Klüngel und Klingelbeutel

»Die Politik wird in den Konzernspitzen gemacht»: Für die Linken eine Binsenweisheit, für die CDU eine Handlungsanweisung.

Dass die wirklich wichtigen politischen Entscheidungen nicht in den Parlamenten und Kabinetten getroffen werden, sondern in den Konzernzentralen, ist eine linke Binsenweisheit und inzwischen sogar in der FAZ nachzulesen - was nicht heißen soll, dass da nichts dran wäre. Klar ist aber auch, dass Konzernchefs Wichtigeres zu tun haben, als Politik zu machen: nämlich Geld. Für die Ausarbeitung und Ausführung seiner Politik braucht das Kapital also geeignetes Personal.

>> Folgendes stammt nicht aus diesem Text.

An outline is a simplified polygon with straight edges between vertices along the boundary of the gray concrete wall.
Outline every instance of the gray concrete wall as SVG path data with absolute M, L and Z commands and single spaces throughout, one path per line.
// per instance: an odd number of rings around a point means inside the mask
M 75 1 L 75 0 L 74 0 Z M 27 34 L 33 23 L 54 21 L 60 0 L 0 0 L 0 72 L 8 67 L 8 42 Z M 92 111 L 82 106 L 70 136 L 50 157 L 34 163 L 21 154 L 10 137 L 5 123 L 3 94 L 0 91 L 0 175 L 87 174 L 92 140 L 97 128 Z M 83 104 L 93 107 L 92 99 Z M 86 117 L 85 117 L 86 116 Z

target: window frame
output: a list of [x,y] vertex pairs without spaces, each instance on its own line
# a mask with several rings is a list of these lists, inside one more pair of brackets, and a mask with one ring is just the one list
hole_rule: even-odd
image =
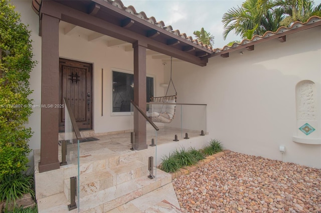
[[[134,72],[131,70],[122,70],[118,68],[112,68],[111,72],[110,72],[111,75],[111,84],[110,84],[110,114],[111,116],[132,116],[132,112],[113,112],[113,74],[114,72],[122,72],[126,74],[134,74]],[[146,74],[146,77],[152,78],[153,80],[153,90],[154,94],[155,94],[155,76],[153,74]],[[147,88],[146,88],[147,90]]]

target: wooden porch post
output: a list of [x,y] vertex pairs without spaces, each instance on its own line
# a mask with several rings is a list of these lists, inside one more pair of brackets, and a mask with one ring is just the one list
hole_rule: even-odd
[[[146,48],[147,44],[137,41],[134,48],[134,102],[143,112],[146,112]],[[147,148],[146,120],[138,112],[134,113],[134,148]]]
[[[59,19],[42,14],[41,72],[41,144],[39,172],[59,168]],[[53,104],[54,107],[51,107]]]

In der freien Wirtschaft erledigt man dieses Problem mittels Honorarvertrag oder Angestelltenverhältnis. In der Politik geht das nicht ganz so einfach. Denn auch wenn der Deutsche Bundestag mit großer Mehrheit bereits 1953 den Tatbestand der Abgeordnetenbestechung aus dem Strafgesetzbuch streichen ließ, so sollen die Parlamentarier nach dem Grundgesetz doch »Vertreter des ganzen Volkes« und in dieser Eigenschaft »an Aufträge und Weisungen nicht gebunden und nur ihrem Gewissen unterworfen« sein. Es geht für die Industrie nun also darum, das Politikergewissen frühzeitig in die richtigen Bahnen zu lenken.

Das lässt sich auf unterschiedliche Weise erledigen: entweder durch direkte Zuwendungen, durch Hochzeitsgeschenke, Flugreisen, Ferienaufenthalte usw. an den einzelnen Politiker oder indem man eine vertrauenswürdige Parteiorganisation fördert, die dann dafür sorgt, dass nur die mit dem rechten Gewissen an die entscheidenden Positionen gelangen.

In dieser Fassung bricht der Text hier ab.